Окружающим Мишка казался очаровательным бездельником. Среди его достоинств числились редкий в нынешние дни интерес к политике и умение надрывно петь старинные романсы под небрежный гитарный аккомпанемент. Последнее оказывало магическое воздействие на девушек, они находили Мишку романтичным. Отморозок без всякого чипа имел успех, о котором застенчивый Егор не мог и мечтать.
В последнее время они редко общались. Сурмилов освоился в современном мире и больше не нуждался в поводыре. Егору же давно надоела необходимость опекать его и он был рад избавиться от обузы. Вопрос, кажется, закрылся сам собой, но Авдеев считал иначе.
Священник беспокоился о Сурмилове. Ему казалось, что тот по-прежнему нуждается в правильном наставлении и помощи. Иногда Мишка надолго исчезал, никого не предупредив. И тогда Егор оказывался вовлеченным в раздражающе бессмысленные поиски ― бессмысленные, потому что Сурмилов всегда обнаруживался, целый и невредимый.
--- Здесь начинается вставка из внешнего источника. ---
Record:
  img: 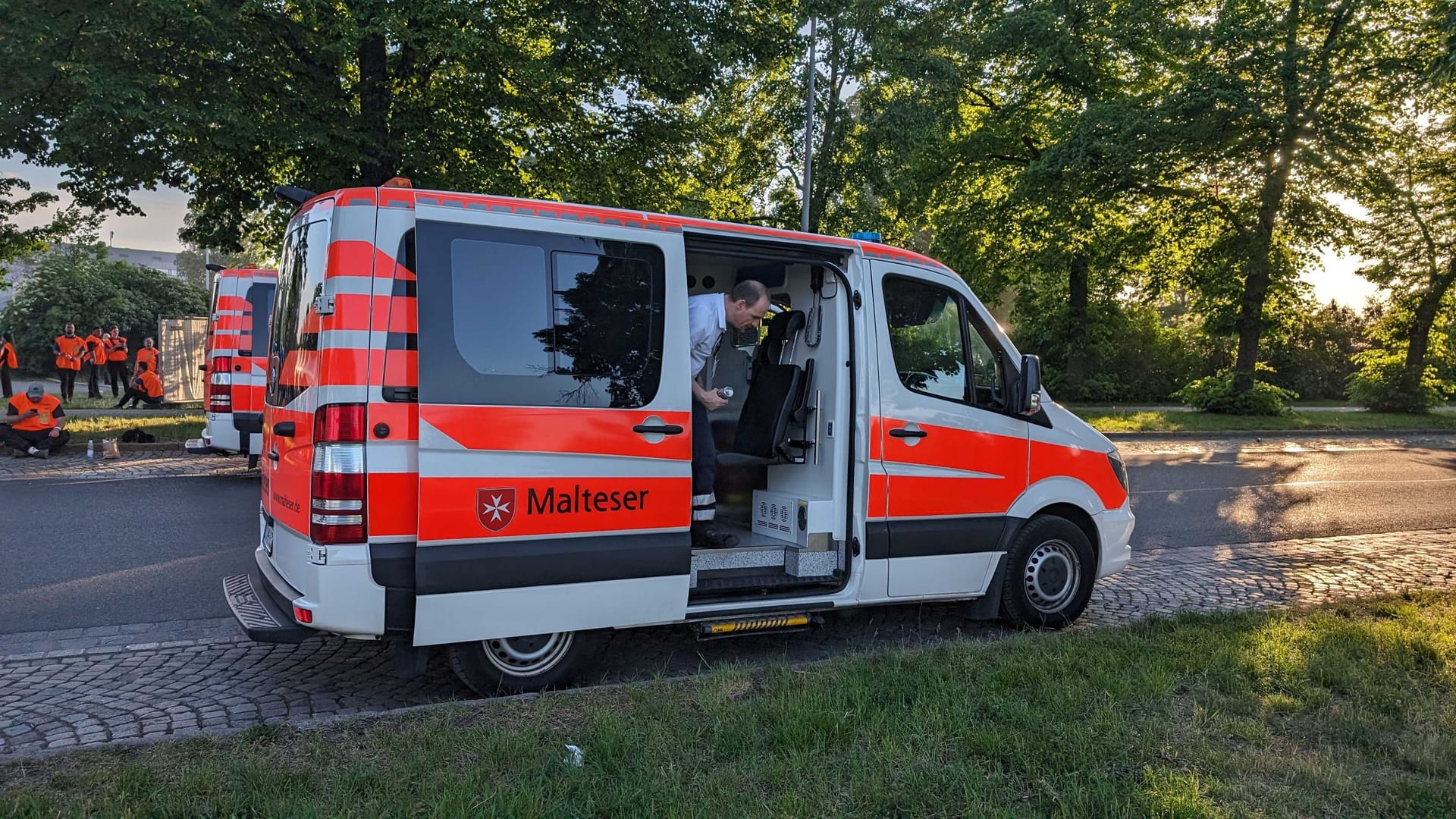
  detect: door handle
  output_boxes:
[632,424,682,436]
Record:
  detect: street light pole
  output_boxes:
[799,17,818,233]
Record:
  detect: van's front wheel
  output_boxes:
[447,631,601,697]
[1002,514,1097,628]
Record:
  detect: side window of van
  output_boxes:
[883,275,967,400]
[967,326,1006,413]
[883,275,1006,413]
[416,221,665,408]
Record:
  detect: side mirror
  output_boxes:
[1016,356,1041,416]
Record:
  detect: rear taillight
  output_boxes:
[309,403,364,545]
[207,356,233,413]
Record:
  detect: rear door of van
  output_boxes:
[233,271,278,455]
[415,205,692,645]
[261,199,334,590]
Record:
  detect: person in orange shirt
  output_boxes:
[131,338,162,378]
[117,362,162,410]
[0,329,20,398]
[0,383,71,457]
[106,325,131,398]
[83,326,106,398]
[51,322,86,403]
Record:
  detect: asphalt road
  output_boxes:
[0,476,258,634]
[0,449,1456,634]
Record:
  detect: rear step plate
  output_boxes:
[223,573,318,642]
[693,612,824,640]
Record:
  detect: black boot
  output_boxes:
[692,523,738,549]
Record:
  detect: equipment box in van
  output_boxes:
[187,265,278,468]
[224,187,1133,694]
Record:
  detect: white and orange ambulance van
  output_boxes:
[223,187,1133,694]
[187,265,278,469]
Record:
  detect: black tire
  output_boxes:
[1002,514,1097,628]
[447,631,603,697]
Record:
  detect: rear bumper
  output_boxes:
[223,570,318,642]
[202,413,245,455]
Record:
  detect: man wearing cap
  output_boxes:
[0,381,71,457]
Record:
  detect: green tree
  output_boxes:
[0,243,207,376]
[1353,101,1456,413]
[1134,0,1421,394]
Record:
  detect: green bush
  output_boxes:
[1348,348,1446,414]
[1174,364,1299,416]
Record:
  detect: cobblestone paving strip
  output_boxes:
[0,441,258,482]
[0,529,1456,761]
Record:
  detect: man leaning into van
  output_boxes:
[687,278,769,549]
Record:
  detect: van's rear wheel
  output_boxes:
[1002,514,1097,628]
[448,631,601,697]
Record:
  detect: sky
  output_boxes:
[0,158,1376,309]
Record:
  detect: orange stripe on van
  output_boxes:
[369,402,419,440]
[419,476,693,542]
[888,475,1027,517]
[419,403,693,460]
[883,419,1027,478]
[1031,440,1127,509]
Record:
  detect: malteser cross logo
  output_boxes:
[475,487,516,532]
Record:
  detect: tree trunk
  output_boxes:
[1067,252,1090,398]
[358,30,399,187]
[1401,256,1456,398]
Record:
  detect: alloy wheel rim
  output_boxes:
[1022,541,1082,613]
[483,631,573,676]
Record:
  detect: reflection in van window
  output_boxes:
[416,221,665,408]
[450,239,551,376]
[883,277,965,400]
[271,218,329,406]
Обычно он находил приют у какой-нибудь дамы, у которой жил до тех пор, пока она не узнавала его поближе и не выгоняла, устав от мишкиного занудства и полных самосожаления монологов о разрушенной судьбе и жестокости окружающего мира.
Вот и сегодня, Авдеев ждал Егора, чтобы обсудить, как помочь Сурмилову наладить нормальную жизнь ― или хотя бы устроить его на очередную работу, которую тот бросит через месяц-другой. В действительности Мишка искал источник постоянной ренты или спонсора, но священник предпочитал этого не видеть, он желал думать о людях хорошо.
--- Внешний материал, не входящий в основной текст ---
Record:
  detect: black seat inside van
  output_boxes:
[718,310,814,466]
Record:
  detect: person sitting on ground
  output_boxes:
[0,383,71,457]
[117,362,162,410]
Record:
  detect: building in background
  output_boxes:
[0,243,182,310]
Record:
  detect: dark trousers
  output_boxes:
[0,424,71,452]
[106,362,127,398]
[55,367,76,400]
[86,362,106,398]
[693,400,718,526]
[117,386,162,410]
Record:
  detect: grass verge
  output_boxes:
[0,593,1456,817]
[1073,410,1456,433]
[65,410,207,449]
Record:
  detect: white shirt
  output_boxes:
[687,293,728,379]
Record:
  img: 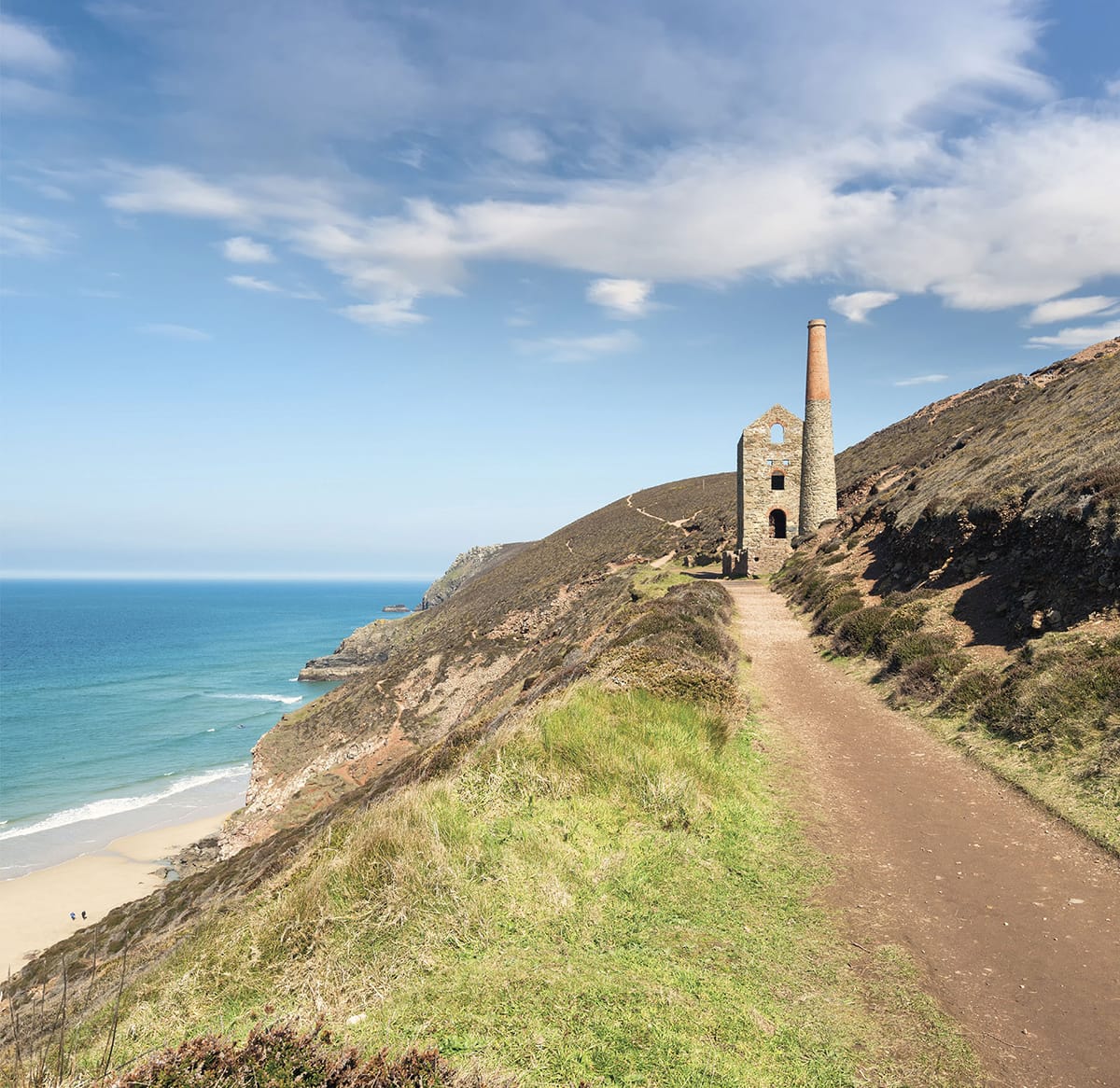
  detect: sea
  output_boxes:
[0,579,427,880]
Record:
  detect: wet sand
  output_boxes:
[0,813,229,978]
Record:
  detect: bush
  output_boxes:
[887,624,963,673]
[897,650,969,701]
[113,1025,474,1088]
[813,589,863,635]
[872,599,930,661]
[940,668,999,714]
[833,605,894,655]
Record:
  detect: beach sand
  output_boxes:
[0,813,229,978]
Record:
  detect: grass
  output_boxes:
[54,684,975,1088]
[775,550,1120,853]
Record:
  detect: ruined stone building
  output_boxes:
[723,319,836,577]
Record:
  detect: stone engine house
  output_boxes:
[724,404,802,574]
[723,318,836,578]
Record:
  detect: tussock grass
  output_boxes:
[777,541,1120,853]
[59,684,975,1086]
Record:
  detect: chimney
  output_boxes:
[797,318,836,533]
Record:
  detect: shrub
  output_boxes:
[113,1025,468,1088]
[813,589,863,635]
[872,599,930,661]
[833,605,894,655]
[940,668,999,714]
[897,650,969,701]
[887,623,963,673]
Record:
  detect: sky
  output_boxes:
[0,0,1120,578]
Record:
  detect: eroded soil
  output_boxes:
[727,582,1120,1088]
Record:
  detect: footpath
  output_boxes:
[724,581,1120,1088]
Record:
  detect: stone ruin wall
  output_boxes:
[724,405,802,574]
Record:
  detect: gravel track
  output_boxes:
[724,581,1120,1088]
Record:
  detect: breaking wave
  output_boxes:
[0,763,248,840]
[211,694,303,705]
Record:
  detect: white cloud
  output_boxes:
[1027,318,1120,348]
[105,166,253,220]
[587,280,653,318]
[225,275,321,299]
[138,322,213,341]
[225,275,284,294]
[0,15,69,113]
[1024,294,1120,325]
[0,212,69,258]
[892,374,948,387]
[0,15,68,75]
[513,329,642,363]
[87,0,1120,325]
[829,291,898,322]
[336,298,427,329]
[222,234,275,264]
[488,125,553,166]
Егор вздохнул, жалея о пропадающем напрасно дне, и принялся собираться. Вместо любимых невидимых штанов он натянул желтые джинсы: адвайтическая месса подразумевала сдержанность во внешнем виде. Подойдя к встроенному в стену гардеробу, Егор задумался. После долгих колебаний он выбрал перламутровую рубашку с прозрачной спиной. Клейкие точки на отворотах рубашки мгновенно нашли друг друга и она оказалась застегнутой ― как обычно, неправильно. Одна точка была пропущена, из-за этого рубашку перекосило. Привычно выругавшись насчет новых технологий, Егор одел заряженые с вечера роликовые ботинки, включил их и вкатился в лифт, на ходу расклеивая точки и соединяя их правильно.
Выкатившись из лифта в вестибюль, он сходу угодил в толпу соседей. Прожив в этом доме несколько месяцев, Егор не знал никого из них. Проживи он здесь и десять лет, ничего бы не изменилось. Небоскреб на Таганке, где Егор снимал помещение-трансформер, вмещал десятки тысяч квартир. Общих площадок не было, лифты выходили прямо в квартиры. Вестибюль на первом этаже ― единственное место, где встречались жильцы ― в часы пик напоминал кишащий пассажирами вокзал. В толпе Егору иногда попадались примелькавшиеся знакомые лица, но он никогда не заговаривал ни с кем из них.